Hello
I have an application which requires computing the derivative of the model’s logits (more accurately - the log softmax of them) with respect to the model’s parameters, multiplied by a constant vector.
Theoretically, this can be done exactly by a single forward pass, as demonstrated in the following PyTorch tutorial: Forward-mode Automatic Differentiation (Beta) — PyTorch Tutorials 1.13.1+cu117 documentation.

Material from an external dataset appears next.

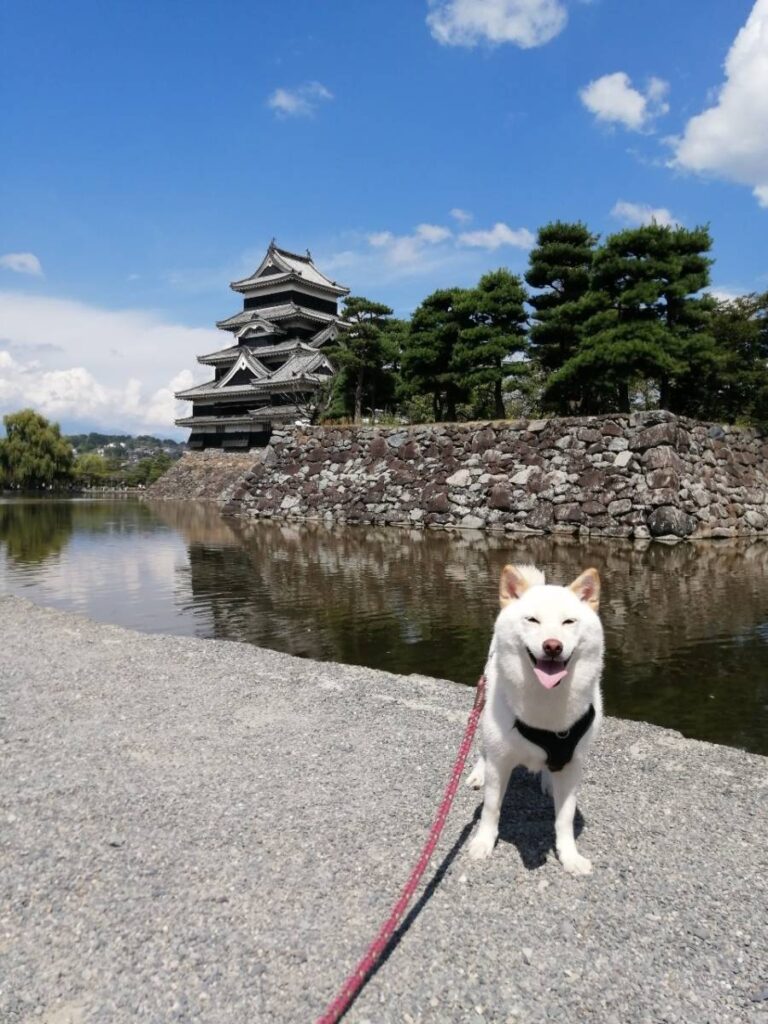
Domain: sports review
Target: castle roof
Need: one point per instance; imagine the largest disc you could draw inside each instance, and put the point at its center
(287, 310)
(280, 265)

Following this tutorial I had managed to write a version of this code for my use case:
def jacobian_vector_product(model, inputs, vector):
params = {name: p for name, p in model.named_parameters()}
tangents = {name: vec_pt for name, vec_pt in zip(params.keys(), vector)}
with torch.autograd.forward_ad.dual_level():
for name, p in params.items():
del_attr(model, name.split("."))
set_attr(model, name.split("."), torch.autograd.forward_ad.make_dual(p, tangents[name]))
out = model(inputs)
lsm = F.log_softmax(out, dim=1)
jvp = torch.autograd.forward_ad.unpack_dual(lsm).tangent
return jvp
(Note here that the original setattr
and delattr
were replaced by a nested version of them).
Indeed, the above code works perfectly when I don’t use any kind of data parallelism.
However, when I wrap the model with nn.DataParallel(), the forward pass in this function yields an error indicating that the model and the inputs are not on the same device.
After a quick debugging I found out that the batch indeed splits to multiple chunks, and that the input is distributed correctly, however all the forward passes are ocuuring on cuda:0 instead of being distributed correspondingly to the inputs.
I think the issue has to do something with the attribute editing loop.
This is because when I tried to comment out the attribute editing loop - forward pass worked properly (although, of course, the jvp equals None).
I have also tried to wrap the model with DataParallel after editing the attributes but I get the same error.
I would appreciate any assistance on this,
Thanks!